Ja, die Tagestouristen. Ab 16:00 wird die Insel wieder zu einem Dornröschen der Nordsee (ein Label, mit dem Baltrum sehr zu Unrecht für sich wirbt), und wer in der Vorsaison, im Mai, dort Quartier nimmt - das kann erstaunlich günstig sein -, nächtigt auf einem Felsen, in dessen steil ins Meer abfallendem Buntsandstein tausende Vögel brüten. Faszinierend, ihnen zuzusehen, wie sie für ihre Partner, später auch für die Brut Fische ertauchen, ein großes, flirrendes Vogeldurcheinander voller Schreie und Schwingen, voll schwarmloser Harmonie, auch abends noch, wenn die Sonne idealerweise rot im Meer versinkt und die Tiere als schwarze Silhouetten vor ihr flirren. Ringsum stehen Vogelbeobachter mit riesigen Fernrohren und Teleskopen und Kameras. Aus ganz Europa kommen sie, die so vogelbegeisterten Engländer, aber auch Niederländer, Spanier, Skandinavier, vor allem Deutsche natürlich, aber geredet wird nicht viel, sie sind ja der Vögel wegen gekommen und im übrigen ihrerseits etwas wunderlich, keine schrägen Vögel, auch keine bunten, eher etwas vogelig, wie man so sagt. Ja, Helgoland ist wunderschön im Mai, sofern das Wetter mitspielt.
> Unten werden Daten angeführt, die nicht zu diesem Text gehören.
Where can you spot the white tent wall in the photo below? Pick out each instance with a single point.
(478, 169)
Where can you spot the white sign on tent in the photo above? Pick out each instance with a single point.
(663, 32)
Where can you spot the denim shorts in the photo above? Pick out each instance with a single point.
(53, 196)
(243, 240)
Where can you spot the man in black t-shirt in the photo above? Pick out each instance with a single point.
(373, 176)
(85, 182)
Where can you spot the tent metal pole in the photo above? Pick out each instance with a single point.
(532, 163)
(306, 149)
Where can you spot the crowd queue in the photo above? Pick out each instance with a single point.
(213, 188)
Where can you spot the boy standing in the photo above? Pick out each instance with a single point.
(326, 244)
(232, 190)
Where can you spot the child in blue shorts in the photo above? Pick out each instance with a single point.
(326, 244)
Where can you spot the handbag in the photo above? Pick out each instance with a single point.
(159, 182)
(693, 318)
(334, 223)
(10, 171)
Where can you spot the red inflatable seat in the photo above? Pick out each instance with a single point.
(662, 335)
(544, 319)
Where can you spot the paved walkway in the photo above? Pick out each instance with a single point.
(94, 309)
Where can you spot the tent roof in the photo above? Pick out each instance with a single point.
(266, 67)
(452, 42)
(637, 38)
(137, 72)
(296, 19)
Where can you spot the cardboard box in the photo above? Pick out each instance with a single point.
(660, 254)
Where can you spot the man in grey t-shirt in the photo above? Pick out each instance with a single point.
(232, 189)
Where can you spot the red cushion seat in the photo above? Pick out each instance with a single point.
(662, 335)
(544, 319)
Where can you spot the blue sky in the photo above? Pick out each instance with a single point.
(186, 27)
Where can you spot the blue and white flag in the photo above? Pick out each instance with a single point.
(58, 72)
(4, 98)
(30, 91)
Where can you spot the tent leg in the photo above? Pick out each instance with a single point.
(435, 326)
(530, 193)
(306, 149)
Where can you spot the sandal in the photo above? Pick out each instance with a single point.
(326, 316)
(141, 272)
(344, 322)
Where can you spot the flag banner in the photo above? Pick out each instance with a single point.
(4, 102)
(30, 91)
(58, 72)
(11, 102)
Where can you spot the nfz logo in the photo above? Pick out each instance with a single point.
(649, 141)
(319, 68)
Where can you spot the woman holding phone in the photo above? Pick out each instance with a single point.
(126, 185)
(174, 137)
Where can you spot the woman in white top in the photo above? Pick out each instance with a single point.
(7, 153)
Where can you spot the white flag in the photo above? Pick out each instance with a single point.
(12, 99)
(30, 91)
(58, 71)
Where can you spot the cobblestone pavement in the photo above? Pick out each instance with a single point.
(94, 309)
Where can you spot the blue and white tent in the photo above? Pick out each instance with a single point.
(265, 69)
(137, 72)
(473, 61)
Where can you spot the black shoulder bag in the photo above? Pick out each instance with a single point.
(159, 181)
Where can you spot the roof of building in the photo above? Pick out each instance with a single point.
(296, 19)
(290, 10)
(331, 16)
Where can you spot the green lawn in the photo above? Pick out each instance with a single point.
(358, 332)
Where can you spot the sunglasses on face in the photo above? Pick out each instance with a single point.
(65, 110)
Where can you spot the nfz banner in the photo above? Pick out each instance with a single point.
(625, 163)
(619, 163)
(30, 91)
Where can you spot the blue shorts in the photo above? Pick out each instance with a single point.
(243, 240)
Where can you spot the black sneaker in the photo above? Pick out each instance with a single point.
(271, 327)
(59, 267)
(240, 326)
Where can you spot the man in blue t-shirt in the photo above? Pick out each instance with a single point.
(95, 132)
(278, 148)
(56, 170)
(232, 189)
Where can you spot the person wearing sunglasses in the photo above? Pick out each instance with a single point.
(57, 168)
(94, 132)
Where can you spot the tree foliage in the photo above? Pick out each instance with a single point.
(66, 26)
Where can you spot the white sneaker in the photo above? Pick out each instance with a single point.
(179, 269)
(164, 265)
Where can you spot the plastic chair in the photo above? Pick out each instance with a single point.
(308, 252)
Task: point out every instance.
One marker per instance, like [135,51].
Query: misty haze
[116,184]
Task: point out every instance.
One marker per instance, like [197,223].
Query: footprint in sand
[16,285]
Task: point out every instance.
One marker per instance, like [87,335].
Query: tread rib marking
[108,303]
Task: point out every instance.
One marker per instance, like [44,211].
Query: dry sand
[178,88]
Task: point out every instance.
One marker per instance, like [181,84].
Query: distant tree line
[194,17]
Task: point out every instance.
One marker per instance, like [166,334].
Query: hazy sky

Und dann gibt es die Fjorde Norwegens, ganz herrlich, wie alle von Fotos wissen, die Hurtigruten-Schiffe vor steilen Bergen zeigen. Und die sanfte englische Ostküste, wo W.G. Sebald wanderte und über die er das melancholische Buch Die Ringe des Saturn geschrieben hat (benannt nach den Kreisen, die den Planeten der Schwermut umgeben), aber auch die schottische Ostküste (der Lars von Trier Breaking the Waves abgerungen hat) und die überwältigend schönen Orkney-Inseln. Und die Faröer, wo eine meiner Lieblingsmünchnerinnen, Melli aus Göttingen, die als Pflegerin für mehrfach schwerbehinderte Kinder arbeitet, vor ein paar Jahren war, zum Glück bei einer Familie günstig untergebracht (denn die Faröer sind teuer). Dort hat sie die MetaMaus von Art Spiegelman im Regal entdeckt; da sei sie nun auf den Faröern und stoße auf ein von mir übersetztes Buch. Ich gestehe, das hat mich gerührt.
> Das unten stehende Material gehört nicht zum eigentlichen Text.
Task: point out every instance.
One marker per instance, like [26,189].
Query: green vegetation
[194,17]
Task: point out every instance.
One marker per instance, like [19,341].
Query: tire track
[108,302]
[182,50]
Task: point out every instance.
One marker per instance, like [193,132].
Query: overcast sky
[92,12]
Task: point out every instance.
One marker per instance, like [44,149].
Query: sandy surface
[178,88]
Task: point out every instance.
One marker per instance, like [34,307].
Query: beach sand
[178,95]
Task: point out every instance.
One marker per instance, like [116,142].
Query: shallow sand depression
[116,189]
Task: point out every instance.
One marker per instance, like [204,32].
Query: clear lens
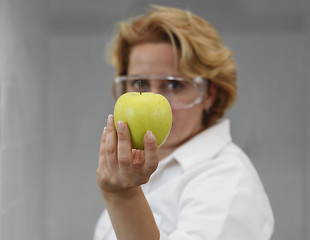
[180,92]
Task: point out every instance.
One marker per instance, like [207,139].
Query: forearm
[131,215]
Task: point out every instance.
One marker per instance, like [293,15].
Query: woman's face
[158,59]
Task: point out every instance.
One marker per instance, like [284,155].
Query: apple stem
[140,87]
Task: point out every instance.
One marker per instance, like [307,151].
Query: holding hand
[122,168]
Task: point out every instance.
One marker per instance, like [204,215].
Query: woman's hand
[122,168]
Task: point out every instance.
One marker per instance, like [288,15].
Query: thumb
[150,152]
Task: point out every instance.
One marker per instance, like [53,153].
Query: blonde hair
[200,49]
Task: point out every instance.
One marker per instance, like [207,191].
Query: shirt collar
[203,146]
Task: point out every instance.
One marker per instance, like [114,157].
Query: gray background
[55,97]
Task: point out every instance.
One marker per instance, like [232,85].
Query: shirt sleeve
[226,203]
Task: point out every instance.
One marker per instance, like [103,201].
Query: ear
[210,96]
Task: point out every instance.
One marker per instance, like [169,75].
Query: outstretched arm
[120,173]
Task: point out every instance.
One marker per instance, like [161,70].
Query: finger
[110,145]
[102,160]
[124,153]
[150,152]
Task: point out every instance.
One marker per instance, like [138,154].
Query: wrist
[123,194]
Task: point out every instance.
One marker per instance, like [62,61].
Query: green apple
[143,112]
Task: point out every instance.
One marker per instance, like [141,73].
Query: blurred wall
[55,98]
[23,77]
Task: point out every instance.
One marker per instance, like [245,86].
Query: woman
[204,186]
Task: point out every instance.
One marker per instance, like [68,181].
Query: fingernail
[150,136]
[120,126]
[110,119]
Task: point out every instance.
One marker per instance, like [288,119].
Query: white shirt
[207,189]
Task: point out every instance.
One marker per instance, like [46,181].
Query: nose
[155,86]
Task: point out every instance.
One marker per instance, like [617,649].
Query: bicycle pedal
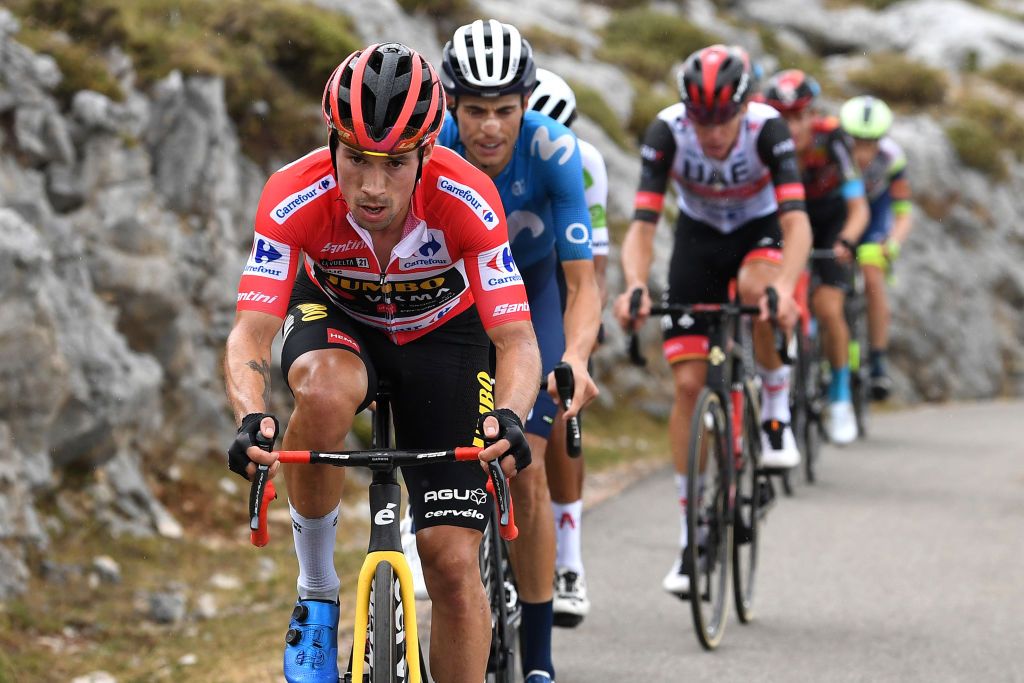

In der Nordsee also gibt's viel zu entdecken. Und danach auch, denn dann kommt der Atlantik, dann kommen Irland und die englische und schottische Westküste mit den Hebriden und erneut die Orkneys, auf der Grenze von Nordsee und Atlantik, ganz ausgesetzt und im Landesinnern dennoch wundermild und traumverloren, ein Paradies für Drop-outs, denen es keinen Spaß mehr macht in den großen Städten Britanniens. Ich traf einen Lehrer für autistische Kinder, die dort normale Schulen besuchen, denn die Orcadians - die Bewohner der Orkneys, die von Skandinavien aus besiedelt wurden und bis 1495 zu Norwegen gehörten (behaupte ich aus dem Gedächtnis), weshalb dort viele Andersons und Svenssons wohnen und kaum jemand McSoundso heißt -, die Orcadians also sind eine recht egalitäre Gemeinschaft, die Wert darauf legt, auch die "Behinderten" zu integrieren, und sich entsprechende Einrichtungen leistet, finanziert wohl auch von dem Geld, das offshore mit Erdöl und Erdgas verdient wird.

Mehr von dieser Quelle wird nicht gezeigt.